Il quadro trasudava la storia di un amore non corrisposto: infatti le linee femminili brillavano di una vivacità che non era propria del vero corpo della donna: insito era il ritocco affettuoso di un uomo, perso nella voglia di attenzioni specifiche, quelle di lei.
Non so distinguere se occorresse intuire o discernere la bellezza, tuttavia non c’era logica. Quest’ultima si suicidava nel riflesso che quella figura suscitava nei miei pensieri.
Mi avevano sempre spiegato che l’artista si distingue dal falso come promotore di un’idea che si distacca da tutto quello che c’è stato prima e aprirà uno squarcio progressista nel contenimento dell’equilibrio. Lo si riconosce in quanto lavora alla luce del sole per creare opere d’arte fini a sé stesse, ma di opulente valore per l’umanità.
Il falsario sottrae l’unicità dell’idea e la duplica, ma non resiste nel lasciare una firma nell’imitazione. Così introduce una sbaffatura, una distorsione, congruente alla maniacalità dell’omicida nel lasciare una traccia per vantarsi del misfatto.
Quello del quadro non era il prodotto di un artista, impossibile.
Ma non era nemmeno il lavoro di un falsario.

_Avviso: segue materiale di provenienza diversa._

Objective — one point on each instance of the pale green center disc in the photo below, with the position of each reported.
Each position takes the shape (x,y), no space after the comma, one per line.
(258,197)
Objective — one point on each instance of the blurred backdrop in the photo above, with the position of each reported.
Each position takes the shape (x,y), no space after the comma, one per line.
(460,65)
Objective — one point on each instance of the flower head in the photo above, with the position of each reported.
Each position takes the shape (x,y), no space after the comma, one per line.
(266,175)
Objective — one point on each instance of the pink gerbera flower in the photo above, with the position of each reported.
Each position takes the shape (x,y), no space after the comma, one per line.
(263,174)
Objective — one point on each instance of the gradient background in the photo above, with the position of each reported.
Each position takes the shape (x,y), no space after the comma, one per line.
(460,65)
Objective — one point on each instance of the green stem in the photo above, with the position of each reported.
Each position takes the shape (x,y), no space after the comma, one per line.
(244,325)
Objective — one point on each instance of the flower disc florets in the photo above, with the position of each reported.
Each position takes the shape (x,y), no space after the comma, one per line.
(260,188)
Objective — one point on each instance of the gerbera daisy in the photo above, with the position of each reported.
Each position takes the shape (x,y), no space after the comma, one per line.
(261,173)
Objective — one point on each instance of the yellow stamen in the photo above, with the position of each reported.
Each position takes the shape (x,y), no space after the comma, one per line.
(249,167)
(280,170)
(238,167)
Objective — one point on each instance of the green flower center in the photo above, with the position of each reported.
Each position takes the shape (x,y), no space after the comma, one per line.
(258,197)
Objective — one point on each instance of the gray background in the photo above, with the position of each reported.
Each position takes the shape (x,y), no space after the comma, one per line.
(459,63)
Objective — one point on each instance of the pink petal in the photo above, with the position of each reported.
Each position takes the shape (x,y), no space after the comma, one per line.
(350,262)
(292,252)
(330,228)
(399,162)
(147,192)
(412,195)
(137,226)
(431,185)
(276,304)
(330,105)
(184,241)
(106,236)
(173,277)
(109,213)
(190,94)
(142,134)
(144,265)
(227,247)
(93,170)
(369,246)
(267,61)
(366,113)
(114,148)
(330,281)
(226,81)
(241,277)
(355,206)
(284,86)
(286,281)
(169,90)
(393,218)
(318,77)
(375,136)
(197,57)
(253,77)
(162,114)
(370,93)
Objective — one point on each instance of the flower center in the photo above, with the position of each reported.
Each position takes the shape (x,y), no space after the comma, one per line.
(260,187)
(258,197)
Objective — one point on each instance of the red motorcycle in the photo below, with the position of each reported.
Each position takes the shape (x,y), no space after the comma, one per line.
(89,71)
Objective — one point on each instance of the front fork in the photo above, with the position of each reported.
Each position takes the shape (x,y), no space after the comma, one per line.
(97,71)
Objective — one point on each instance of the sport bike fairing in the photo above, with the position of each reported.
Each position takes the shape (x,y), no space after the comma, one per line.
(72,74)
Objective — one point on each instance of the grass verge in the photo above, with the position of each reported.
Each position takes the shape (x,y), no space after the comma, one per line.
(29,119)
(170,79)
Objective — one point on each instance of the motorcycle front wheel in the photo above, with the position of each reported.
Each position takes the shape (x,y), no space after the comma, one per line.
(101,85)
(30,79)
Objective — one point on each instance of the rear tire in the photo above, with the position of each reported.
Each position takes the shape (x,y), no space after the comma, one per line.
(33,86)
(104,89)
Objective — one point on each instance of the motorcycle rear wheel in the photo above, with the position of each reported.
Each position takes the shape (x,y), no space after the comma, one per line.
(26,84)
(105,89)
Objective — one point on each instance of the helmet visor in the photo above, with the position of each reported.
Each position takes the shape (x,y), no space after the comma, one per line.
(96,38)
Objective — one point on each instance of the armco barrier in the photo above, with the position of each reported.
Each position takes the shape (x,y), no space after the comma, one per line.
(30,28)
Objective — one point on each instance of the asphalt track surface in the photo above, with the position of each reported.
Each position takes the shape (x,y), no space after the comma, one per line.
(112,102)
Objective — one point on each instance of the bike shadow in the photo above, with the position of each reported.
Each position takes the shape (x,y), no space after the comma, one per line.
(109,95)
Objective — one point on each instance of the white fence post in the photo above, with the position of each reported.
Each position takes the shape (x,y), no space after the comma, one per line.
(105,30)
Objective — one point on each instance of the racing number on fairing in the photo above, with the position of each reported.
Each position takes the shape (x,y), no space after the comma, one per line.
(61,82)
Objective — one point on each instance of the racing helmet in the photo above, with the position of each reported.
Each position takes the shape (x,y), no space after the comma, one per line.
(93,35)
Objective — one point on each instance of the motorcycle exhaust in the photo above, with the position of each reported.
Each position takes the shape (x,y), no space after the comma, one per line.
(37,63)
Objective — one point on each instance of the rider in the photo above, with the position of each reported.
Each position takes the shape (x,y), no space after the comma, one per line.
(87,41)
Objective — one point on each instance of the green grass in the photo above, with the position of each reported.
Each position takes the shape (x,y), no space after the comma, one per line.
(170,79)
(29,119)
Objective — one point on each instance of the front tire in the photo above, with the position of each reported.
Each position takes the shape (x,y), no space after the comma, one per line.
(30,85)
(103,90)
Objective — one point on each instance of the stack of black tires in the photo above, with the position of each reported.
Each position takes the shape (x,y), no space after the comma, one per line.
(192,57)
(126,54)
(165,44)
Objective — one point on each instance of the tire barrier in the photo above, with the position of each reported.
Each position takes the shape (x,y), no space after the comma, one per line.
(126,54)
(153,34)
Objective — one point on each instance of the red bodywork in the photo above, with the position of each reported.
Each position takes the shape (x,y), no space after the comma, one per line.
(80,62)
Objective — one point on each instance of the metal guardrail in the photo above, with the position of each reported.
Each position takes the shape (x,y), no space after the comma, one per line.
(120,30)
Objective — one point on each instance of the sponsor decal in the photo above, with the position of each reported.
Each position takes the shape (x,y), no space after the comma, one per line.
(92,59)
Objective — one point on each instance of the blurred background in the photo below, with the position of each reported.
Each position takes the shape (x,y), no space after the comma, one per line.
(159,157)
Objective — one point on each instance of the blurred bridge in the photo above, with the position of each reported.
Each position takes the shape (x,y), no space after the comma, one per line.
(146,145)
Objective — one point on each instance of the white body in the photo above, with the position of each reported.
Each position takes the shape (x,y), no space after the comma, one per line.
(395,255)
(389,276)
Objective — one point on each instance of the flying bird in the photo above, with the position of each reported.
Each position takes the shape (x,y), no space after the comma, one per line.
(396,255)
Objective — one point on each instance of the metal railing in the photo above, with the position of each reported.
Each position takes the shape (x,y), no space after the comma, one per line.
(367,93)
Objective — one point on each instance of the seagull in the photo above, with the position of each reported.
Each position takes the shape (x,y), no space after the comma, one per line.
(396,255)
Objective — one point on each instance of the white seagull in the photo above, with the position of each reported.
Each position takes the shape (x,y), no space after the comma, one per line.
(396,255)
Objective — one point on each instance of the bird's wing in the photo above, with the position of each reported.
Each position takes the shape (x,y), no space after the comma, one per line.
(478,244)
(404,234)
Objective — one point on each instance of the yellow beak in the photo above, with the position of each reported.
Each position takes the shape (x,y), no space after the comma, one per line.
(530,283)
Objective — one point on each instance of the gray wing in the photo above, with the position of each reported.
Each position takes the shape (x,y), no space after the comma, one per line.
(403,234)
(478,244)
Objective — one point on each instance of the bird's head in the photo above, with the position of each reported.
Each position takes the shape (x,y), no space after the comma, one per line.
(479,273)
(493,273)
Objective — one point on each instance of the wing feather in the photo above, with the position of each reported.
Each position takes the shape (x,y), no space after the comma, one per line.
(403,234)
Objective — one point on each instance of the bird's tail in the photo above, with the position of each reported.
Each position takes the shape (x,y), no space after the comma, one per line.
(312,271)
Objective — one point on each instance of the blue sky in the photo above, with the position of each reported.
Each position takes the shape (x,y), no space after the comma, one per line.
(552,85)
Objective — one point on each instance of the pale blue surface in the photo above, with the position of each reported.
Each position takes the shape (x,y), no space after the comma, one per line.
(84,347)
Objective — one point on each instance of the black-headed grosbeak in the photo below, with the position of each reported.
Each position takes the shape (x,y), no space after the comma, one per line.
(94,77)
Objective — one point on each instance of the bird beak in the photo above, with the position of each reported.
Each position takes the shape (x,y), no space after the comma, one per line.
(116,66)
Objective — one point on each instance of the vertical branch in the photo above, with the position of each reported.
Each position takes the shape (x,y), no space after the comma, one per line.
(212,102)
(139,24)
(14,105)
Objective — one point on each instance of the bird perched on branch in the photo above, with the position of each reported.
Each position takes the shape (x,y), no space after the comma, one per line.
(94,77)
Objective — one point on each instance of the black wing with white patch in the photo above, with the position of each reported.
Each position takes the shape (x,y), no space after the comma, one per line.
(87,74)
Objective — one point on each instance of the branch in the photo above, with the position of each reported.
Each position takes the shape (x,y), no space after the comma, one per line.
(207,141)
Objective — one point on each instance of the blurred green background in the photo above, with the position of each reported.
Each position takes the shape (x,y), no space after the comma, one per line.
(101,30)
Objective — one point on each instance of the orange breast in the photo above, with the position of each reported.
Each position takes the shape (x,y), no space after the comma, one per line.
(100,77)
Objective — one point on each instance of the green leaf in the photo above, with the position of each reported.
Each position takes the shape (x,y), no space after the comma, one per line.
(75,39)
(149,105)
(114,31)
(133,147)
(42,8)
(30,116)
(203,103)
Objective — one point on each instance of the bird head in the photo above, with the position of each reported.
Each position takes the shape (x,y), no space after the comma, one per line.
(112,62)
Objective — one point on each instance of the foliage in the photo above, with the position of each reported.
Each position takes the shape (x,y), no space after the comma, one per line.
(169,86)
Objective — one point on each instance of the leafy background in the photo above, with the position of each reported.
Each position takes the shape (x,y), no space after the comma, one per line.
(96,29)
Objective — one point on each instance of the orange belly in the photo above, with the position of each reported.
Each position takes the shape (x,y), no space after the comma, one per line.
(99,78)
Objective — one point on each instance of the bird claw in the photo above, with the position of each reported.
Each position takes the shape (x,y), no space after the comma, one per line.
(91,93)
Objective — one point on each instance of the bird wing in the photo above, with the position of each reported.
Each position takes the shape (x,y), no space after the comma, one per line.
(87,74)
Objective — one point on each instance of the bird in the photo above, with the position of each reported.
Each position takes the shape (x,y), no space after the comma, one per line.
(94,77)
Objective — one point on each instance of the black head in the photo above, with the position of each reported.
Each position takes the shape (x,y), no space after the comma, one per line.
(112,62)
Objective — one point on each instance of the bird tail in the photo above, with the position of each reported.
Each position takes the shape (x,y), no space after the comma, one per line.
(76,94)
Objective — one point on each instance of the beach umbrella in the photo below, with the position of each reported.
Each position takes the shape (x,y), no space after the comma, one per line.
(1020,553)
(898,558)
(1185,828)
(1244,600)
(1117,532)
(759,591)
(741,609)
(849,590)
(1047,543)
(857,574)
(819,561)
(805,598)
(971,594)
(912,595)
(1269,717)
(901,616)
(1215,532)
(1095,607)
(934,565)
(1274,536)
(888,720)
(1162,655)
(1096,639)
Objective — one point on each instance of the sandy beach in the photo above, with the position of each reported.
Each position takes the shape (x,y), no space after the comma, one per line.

Quello era un maniaco. Un malato.

– …Patroclo giusto?- come un tonfo nell’acqua, la voce del dottore rianimò i miei sensi.
Riuscì incredibilmente a farmi riavere. Mi sentivo intorpidito, come se avessi passato gli ultimi mesi a piangere per una donna. Quella Donna.
Mi toccai i capelli nell’intento di disfarmi di quella sensazione spiacevole.
Con la mano passai sotto la nuca e mi asciugai il sudore che si era addentrato, giù, lungo la schiena come un serpente che striscia nell’ombra, per fuggire via.
– Sì!- risposi senza aggiungere altro.
– Non ho molto tempo – mi ferì – Ma ti ascolto. Dimmi pure, cosa ti succede?-
Cominciavo a odiare i suoi imperativi.
Iniziai la mia storia… e anche se credevo che sarebbe dovuta essere una collaborazione di domande e risposte, in realtà fu un monologo.
Ogni tanto riguardavo il quadro e le mie parole si tingevano di amaro, come il sapore di una sigaretta spenta e poi riaccesa; sembrava che la donna mi chiedesse di entrare nelle mie storie, nella mia Malattia.
Mi sentivo Jodie Foster in Sotto Accusa, ma nella versione comica di Vincent Vaughn di Due single a nozze.
Mi fermavo, a tratti, fingendo di pensare, ma in realtà riprendevo fiato.
La mia foga vulcanica di parlare eruttava aria, senza però inglobarne abbastanza e spesso avevo vertigini che mi costringevano a sudare e fermarmi.
Il dottore non se ne accorgeva. Scriveva. Non so cosa, non l’ho mai scoperto.
Alternava sguardi di desiderabilità a momenti di intenso interesse nelle mie parole.
Mentre raccontavo i miei trascorsi incubi, guardavo intorno.
Sbirciai frettolosamente la parete alla mia destra. Gli attestati di lode e le partecipazioni a vari aggiornamenti santificavano il muro adornato con la carta da parati motivo fiorentino.
In cima alla stanza il condizionatore vibrava, voglioso di ghiacciare l’aria.
Il dottore doveva essere fissato con la temperatura ottimale perché puntualmente guardava la spia dell’accensione per accertarsi della sua azione congelante.
Io invece amavo il caldo perché il freddo mi dava brutti pensieri.
Il mio racconto finì e canalizzai tutte le speranze nelle sue parole.
Non ci furono parole. Più veloce della luce stampò un foglio, scritto al computer durante la recitazione della mia parte.
Mi spiegò due o tre punti burocratici sulla fattura e poi… mi mostrò il foglio:
Paroxetina. –
Da lì iniziarono i miei incubi.
Fu tutto buio. La voce cantava: “Everything is gonna be alright”.